The widely held belief is that the coats of pure dingoes are ginger in colour and any variations are indicative of hybrid animals with domestic dog genetics in their ancestry.
This idea has been challenged in a collaborative study involving 1325 wild canids across south-eastern NSW, that was published recently in the Journal of Zoology. Researchers found coat colour was not a reliable factor in distinguishing pure dingoes from dingo-dog hybrids, and these findings have implications for the management and conservation of dingo populations.
Lead author Kylie Cairns, a conservation biologist from the University of NSW’s School of Biological, Earth and Environmental Sciences, said research showed that if culling decisions needed to be made, they should be based on more than the colour of a dingo’s coat, and should include other features such as floppy ears or a broad snout shape.
“We actually found pure dingoes that had a brindle, black and tan, patchy or sable coat colour, showing dingoes are much more variable than we thought. Seeing an animal with an odd coat colour doesn’t immediately mean it’s a hybrid,” Cairns said.
Scientists examined the relationship between coat colour and ancestry in wild dingoes using microsatellite-based genotyping on 1325 wild canids from south-eastern Australia. Results showed that domestic dogs with no dingo ancestry are rare in the wild, representing less than 1.5 per cent of the population, while about a quarter of the samples were animals with no evidence of domestic dog ancestry. Approximately three-quarters were dingoes with some domestic dog ancestry.
Cairns said plans for future research will include genetic techniques to look at dingo ancestry across Australia to uncover the origin of some coat colours.
“We want to examine whether these coat colours are ancestral or came from dogs originally but have been present in the population for 100 or 200 years. We’re curious to see if coat colour is part of the natural selection and adaptation in dingoes, or if there are other reasons for these coat colours,” she said, citing as an example the increased immunity associated with wolves’ black coats that came from dogs, and the possibility of a similar pattern in dingoes.
Another UNSW study involving dingoes, and the role they play in maintaining ecosystem biodiversity, was published recently in Landscape Ecology. The research focused on vegetation variations on both sides of the Dingo Fence, a 5600 km-long structure that spans across parts of Queensland, NSW and South Australia. It found vegetation inside the fence – areas without dingoes – had poorer long-term growth than vegetation in areas with dingoes.
Senior author Mike Letnic, a researcher at UNSW’s Centre for Ecosystem Science, said dingoes are apex predators and indirectly affect vegetation by controlling numbers of kangaroos and small mammals.
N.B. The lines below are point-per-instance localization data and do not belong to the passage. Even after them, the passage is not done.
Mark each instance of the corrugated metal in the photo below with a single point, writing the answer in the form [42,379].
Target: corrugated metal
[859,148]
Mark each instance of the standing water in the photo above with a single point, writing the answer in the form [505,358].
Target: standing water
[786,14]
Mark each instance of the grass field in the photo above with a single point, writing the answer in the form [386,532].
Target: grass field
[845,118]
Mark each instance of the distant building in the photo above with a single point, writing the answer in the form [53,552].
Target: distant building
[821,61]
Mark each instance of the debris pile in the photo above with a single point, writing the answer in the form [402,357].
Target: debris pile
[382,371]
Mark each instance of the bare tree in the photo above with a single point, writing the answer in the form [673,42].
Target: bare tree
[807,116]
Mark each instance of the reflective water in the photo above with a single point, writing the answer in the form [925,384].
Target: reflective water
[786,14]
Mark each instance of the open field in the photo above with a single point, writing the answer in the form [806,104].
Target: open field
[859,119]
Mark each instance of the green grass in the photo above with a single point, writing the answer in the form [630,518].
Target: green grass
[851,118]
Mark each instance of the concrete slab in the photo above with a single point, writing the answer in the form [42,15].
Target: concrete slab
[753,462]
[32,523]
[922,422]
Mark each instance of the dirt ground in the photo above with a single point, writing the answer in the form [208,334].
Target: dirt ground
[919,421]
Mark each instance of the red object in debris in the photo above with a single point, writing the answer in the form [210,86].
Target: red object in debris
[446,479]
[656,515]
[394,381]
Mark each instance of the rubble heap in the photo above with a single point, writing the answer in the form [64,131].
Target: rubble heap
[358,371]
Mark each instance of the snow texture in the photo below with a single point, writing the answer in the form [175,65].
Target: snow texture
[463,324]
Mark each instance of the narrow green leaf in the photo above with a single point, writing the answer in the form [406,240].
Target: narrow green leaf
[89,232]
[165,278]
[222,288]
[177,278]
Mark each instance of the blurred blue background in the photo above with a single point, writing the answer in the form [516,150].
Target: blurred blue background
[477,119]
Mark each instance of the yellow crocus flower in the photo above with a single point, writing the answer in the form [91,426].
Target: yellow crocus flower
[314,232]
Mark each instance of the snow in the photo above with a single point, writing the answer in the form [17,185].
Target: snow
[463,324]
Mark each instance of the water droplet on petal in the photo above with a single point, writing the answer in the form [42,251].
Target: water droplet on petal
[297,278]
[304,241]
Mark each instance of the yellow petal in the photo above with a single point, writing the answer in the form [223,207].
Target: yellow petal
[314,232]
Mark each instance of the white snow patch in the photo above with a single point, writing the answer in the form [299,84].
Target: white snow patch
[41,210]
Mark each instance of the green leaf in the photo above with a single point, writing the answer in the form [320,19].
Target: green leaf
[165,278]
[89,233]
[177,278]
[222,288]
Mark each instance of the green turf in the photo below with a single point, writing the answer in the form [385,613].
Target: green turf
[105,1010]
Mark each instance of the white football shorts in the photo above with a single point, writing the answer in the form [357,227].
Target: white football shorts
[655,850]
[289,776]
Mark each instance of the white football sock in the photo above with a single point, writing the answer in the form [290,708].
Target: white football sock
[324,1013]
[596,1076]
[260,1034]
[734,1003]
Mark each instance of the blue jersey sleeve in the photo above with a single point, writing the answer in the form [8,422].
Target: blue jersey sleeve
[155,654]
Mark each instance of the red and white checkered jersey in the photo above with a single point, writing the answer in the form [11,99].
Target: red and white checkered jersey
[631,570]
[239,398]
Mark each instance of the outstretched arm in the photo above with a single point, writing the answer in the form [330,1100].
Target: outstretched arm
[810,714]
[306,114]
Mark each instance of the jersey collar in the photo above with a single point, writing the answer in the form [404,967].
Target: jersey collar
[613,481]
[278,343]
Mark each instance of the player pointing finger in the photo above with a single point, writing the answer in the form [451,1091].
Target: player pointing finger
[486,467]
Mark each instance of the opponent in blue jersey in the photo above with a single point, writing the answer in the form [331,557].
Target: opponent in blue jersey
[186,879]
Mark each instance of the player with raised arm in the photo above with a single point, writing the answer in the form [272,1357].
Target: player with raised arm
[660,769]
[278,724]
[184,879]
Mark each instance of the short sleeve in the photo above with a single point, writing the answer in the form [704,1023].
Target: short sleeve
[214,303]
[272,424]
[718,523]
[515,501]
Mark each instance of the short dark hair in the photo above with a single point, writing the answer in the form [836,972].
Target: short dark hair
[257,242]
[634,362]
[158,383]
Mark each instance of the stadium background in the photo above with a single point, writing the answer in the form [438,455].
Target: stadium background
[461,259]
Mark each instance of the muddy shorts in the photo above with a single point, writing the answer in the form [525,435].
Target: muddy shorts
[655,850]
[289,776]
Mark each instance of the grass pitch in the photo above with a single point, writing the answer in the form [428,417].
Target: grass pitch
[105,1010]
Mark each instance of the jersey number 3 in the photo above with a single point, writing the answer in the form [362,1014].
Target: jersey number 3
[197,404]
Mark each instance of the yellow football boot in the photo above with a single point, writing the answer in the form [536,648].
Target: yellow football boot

“When dingoes are removed, kangaroo numbers increase, which can lead to overgrazing. This has follow-on effects to the entire ecosystem with the differences in grazing pressure on each side of the fence so pronounced they could be seen from space. Rainfall causes vegetation to grow on both sides of the fence, but in areas without dingoes it didn’t grow as much, or cover as much land, as areas outside the fence,” Letnic said.
Changes to vegetation triggered by the removal of dingoes have also been shown to reshape the desert landscape by altering wind flow and sand movement.
“Removal of apex predators can have far-reaching effects on ecosystems that manifest across very large areas. These effects have often gone unnoticed because large predators were removed from many places a long time ago,” he said.